Or not? The bug here looks different from that one, which the same outlet reported on[1] earlier.

[1] https://www.neowin.net/news/wd-ssds-still-block-windows-11-2...


Who can say until the dust has settled? My bet is on defective hardware. Maybe they can patch the firmware, or Microsoft (and Linux!) add workarounds in the kernel. But just because a kernel might do such a thing does not make it at fault when it didn't. At least not before the problem makes itself known.

This could just as well as a bug, be the Windows kernel now being better optimized to take advantage of fast storage media. Perhaps the software cache, scheduling, and what not became a bottleneck, and they fixed that.
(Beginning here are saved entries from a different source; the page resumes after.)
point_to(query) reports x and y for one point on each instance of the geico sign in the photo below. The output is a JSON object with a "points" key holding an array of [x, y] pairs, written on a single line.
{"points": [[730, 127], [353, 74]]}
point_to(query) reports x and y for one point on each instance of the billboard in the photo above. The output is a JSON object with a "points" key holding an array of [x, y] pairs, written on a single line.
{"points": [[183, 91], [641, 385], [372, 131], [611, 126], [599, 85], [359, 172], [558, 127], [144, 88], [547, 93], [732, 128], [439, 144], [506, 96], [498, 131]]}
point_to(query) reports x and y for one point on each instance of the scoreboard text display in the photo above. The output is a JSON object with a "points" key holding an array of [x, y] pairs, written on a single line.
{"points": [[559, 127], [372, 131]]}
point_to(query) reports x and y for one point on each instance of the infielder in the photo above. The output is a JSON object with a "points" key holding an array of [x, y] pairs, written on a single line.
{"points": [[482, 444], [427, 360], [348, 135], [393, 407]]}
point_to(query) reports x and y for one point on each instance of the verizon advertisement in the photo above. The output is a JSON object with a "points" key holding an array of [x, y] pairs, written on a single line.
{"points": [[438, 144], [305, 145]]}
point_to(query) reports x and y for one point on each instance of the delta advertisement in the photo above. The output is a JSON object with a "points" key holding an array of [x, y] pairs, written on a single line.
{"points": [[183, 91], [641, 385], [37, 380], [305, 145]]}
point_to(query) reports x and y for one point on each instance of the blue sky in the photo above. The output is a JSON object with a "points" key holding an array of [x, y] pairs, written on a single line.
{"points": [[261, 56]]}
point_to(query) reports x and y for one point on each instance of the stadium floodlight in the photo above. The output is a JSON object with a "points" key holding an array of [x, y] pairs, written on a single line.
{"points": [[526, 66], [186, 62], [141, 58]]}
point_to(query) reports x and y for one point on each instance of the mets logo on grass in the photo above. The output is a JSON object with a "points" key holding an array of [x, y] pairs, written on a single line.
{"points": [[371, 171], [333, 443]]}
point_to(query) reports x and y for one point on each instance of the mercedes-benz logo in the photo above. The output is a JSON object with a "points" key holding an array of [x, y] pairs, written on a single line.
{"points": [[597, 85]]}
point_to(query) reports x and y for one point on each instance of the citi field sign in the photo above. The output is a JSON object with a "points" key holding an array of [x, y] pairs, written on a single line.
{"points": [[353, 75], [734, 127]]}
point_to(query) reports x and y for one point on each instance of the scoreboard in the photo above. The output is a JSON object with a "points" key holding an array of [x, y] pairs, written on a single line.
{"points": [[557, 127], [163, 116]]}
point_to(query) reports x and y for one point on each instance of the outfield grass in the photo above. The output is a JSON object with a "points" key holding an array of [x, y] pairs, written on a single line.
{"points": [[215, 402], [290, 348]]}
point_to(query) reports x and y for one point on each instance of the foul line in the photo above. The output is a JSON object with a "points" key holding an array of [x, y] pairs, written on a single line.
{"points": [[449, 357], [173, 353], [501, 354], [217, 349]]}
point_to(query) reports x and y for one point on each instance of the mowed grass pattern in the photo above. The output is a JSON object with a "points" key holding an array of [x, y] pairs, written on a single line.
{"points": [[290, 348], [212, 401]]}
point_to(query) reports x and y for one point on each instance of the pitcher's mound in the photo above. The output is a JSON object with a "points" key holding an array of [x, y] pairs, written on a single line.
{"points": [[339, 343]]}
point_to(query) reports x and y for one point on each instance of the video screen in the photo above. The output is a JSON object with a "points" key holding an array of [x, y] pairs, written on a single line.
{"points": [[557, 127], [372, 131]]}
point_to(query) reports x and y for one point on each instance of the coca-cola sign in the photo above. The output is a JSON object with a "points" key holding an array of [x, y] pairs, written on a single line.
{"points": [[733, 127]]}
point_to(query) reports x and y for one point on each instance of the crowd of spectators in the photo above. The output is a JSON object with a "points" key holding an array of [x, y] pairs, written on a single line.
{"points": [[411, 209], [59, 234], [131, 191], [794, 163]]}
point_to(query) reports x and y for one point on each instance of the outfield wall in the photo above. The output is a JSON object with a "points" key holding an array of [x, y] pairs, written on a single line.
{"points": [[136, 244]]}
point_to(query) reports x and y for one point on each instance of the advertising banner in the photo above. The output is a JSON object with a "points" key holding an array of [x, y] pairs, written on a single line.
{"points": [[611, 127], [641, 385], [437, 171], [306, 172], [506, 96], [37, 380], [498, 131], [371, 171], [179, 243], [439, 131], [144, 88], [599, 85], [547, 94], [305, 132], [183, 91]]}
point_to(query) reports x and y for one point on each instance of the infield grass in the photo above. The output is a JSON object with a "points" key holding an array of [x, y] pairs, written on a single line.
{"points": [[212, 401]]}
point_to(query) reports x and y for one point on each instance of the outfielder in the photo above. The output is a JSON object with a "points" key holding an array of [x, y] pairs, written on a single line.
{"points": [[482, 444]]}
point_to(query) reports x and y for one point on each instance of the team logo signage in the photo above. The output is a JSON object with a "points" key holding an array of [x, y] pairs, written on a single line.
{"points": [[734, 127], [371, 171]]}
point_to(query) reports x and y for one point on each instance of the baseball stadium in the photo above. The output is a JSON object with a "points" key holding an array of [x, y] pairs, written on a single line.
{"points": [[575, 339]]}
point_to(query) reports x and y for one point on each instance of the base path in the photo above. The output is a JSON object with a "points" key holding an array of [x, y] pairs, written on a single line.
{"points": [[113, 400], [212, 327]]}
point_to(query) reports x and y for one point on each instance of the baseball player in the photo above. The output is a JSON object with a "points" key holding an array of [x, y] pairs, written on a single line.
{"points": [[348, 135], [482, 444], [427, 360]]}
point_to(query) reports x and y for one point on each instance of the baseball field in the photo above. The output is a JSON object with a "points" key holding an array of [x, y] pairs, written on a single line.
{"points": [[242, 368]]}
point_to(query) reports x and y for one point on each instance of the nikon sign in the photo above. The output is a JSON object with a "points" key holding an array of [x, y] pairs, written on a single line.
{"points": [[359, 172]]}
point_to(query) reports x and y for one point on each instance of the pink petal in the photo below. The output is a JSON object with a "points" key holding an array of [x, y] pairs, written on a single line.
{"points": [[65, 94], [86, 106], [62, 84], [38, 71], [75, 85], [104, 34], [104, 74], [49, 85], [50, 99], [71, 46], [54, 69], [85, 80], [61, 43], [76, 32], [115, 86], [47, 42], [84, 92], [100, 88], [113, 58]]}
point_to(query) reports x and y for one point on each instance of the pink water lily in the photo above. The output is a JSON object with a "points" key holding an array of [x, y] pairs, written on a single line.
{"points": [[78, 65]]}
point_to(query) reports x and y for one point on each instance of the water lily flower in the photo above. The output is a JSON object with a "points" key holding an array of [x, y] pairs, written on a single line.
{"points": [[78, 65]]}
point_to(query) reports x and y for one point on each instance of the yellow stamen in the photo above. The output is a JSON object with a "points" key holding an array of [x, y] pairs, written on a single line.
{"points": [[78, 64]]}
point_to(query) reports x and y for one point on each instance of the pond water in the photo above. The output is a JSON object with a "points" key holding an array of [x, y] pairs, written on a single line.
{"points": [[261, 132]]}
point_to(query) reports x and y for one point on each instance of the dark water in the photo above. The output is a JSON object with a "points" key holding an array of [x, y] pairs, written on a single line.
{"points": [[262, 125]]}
Unless it's part of the NVMe standard or what have you that the OS IO scheduler should not attempt writing "too fast", it's hard to blame it in good faith.


I'm not entirely sure it's the same issue; all the users there seem to have reflashed the SSDs to use 4k sectors and there are many reports of problems going away or never happening if 512b sector size is used. I'm doubtful Windows users are flashing their drives to 4k sectors at the same rate as ZFS-heads.


I think you misunderstood that. Configuring your filesystem to use a specific sector size (or whatever term is used for various file systems) does not modify the disk firmware. I'm not seeing it anyway.


No, that is one thing you can do (in zfs this is just setting the recordsize property) but that is not what I am talking about. I am talking about reflashing to have the firmware present logical 4k sectors instead of logical 512b sectors. Theoretically this boosts throughput and while it would technically increase latency (you'd have to rewrite a bigger sector for any change) in practice these drives all have physical sectors actually larger than 4k so this isn't an issue. It isn't a full firmware flash but it's a low-level reconfiguration of the firmware (independent of filesystem sector size), and it seems there are bugs in this mode.

https://support-en.wd.com/app/answers/detailweb/a_id/20968/~...


Thanks, now I see.

My point is various drives are bad and causes issues not only with Windows, be it with some or all firmwares from the manufacturer. Among them the only specific drive mentioned in the article. If WD advertises this mode then it ought to work.


Absolutely but my point (or rather, guess) was that it's a separate issue from the one well-documented in that GitHub link as I don't think random Windows users are doing this reconfiguration and the GH link seems to only affect reconfigured drives.